The West Bengal Government led by Mamata Banerjee, whose close acquaintances names have been on the list, has now set up a panel of retired to probe the Pegasus phone-hacking scandal. Mamata Banerjee has also previously been very vocal about how much the “surveillance state” is a threat to the democracy of the country, asking the opposition to unite ahead of the 2024 elections. 

A petition has also been filed in the Supreme Court, seeking a court-monitored probe by the Special Investigation Team (SIT) into the reports of alleged snooping by government agencies using Israeli spyware Pegasus over journalists, activists, politicians, and others. The petition filed by advocate ML Sharma, says Privacy is an “essential component of dignity and agency”, asking the judiciary to protect the people’s right to privacy. 

The Government response to the reports and allegations

The Government responded to the questionnaire sent by the consortium of journalists. The Ministry of Information Technology, under the newly appointed minister Ashwini Vaishnav, posed that it has already answered the questions that were asked. 

It pointed to an RTI that was filed raising the questions on the government involvement with NSO groups Pegasus Project. The Ministry claimed that it was sufficient to deny any claims of association of the Government of India with the NSO group. Yet the RTI response that the Government cites does not deny the purchase of the Pegasus spyware or even that it was not considering doing so. The response to the RTI instead read “In this regard, it is informed that no such information is available with the CPIO [Central Public Information Officer].”

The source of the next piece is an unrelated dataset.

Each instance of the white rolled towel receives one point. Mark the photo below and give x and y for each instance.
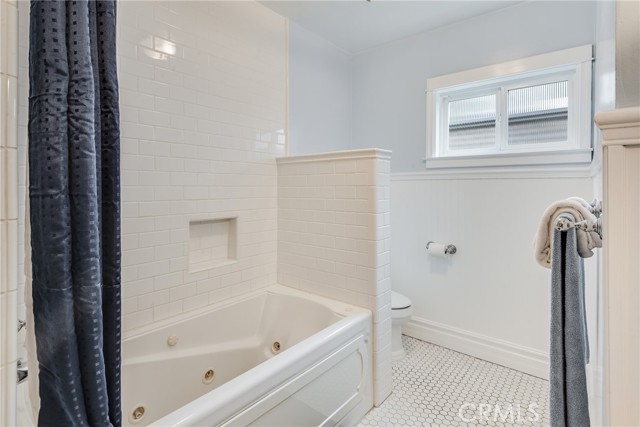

The Government also mentions in its response that it has well-established protocols, which are followed while intercepting communication which includes sanctions and supervision from high ranked officers, making sure such procedure is done with the due process of law, and only for the national interest. 

The Government also pointed to the allegation of the use of Pegasus on Whatsapp by the Indian Government where all the parties denied the use of Pegasus in the Supreme Court. Yet it should be noted, even at that time, the erstwhile Minister of MieTy, Ravi Shankar Prasad had never categorically denied or confirmed the purchase of Pegasus by the government, only saying “no unauthorised interception” were made.

It is also interesting to point out that, soon after Whatsapp denied any breach of its software by Pegasus in Indian courts, the company filed a lawsuit against the NSO group for helping government spies break into the phones of about 1,400 users across four continents, in the US courts.

The Government of India pointing to such instances suggested that the current breaking news reports are just another fishing ploy to malign the government without any “concrete basis or truth associated with it whatsoever.”